After Googling for "ehlo=1 startftls=1 quit=1 commands=3" (which is how Postfix logs a TLS connection with 3 commands and a quit) I found several results that mentioned incorrect TLSA records as causing the problem.

TLSA records are part of DANE (DNS-based Authentication of Named Entities), which allows specifying which TLS certificate should be used by a service in DNS. If the TLSA record corresponds to the wrong certificate, some mail servers quit the SMTP transaction after the TLS handshake. DANE is only useful if the DNS zone is signed with DNSSEC (or the client has some other means of ensuring the DNS records are authentic); otherwise an attacker that can MITM the SMTP connection could just MITM the DNS lookup as well.

DANE isn’t very useful in most cases - mail transfer agents already verify that the certificate domain matches the mail server domain, so it only provides extra security against rogue certificate authorities.

The solution

I checked my TLSA record and found that it was indeed outdated. I updated the record in my DNS provider (Cloudflare) to have the correct key, and my test emails from ProtonMail started flowing in!

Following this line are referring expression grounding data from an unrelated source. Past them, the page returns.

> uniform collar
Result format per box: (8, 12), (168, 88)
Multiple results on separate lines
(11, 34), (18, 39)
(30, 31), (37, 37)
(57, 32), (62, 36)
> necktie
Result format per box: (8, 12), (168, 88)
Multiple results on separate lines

Why didn’t I notice this earlier?

I did get some emails about this when it broke. The first was from a Mail-in-a-Box monitoring script on 2023-07-19, but it sends a lot of status check change emails so I didn’t really pay attention to that. I got one the next day from the DNSSEC and SMTP DANE TLS adoption survey, which I really should have paid attention to.

How did this break?

I don’t really know. I think I updated some APT packages around when it broke? It’s not clear to me if I need to update the TLSA record every time I get a new certificate from Let’s Encrypt.

On TLSA checking

Most email providers don’t check TLSA records - AFAIK ProtonMail, and (sometimes?) Outlook (but maybe not MS Exchange Email?) are the only major email providers that check it. Should more email providers be doing these checks? I don’t know, probably?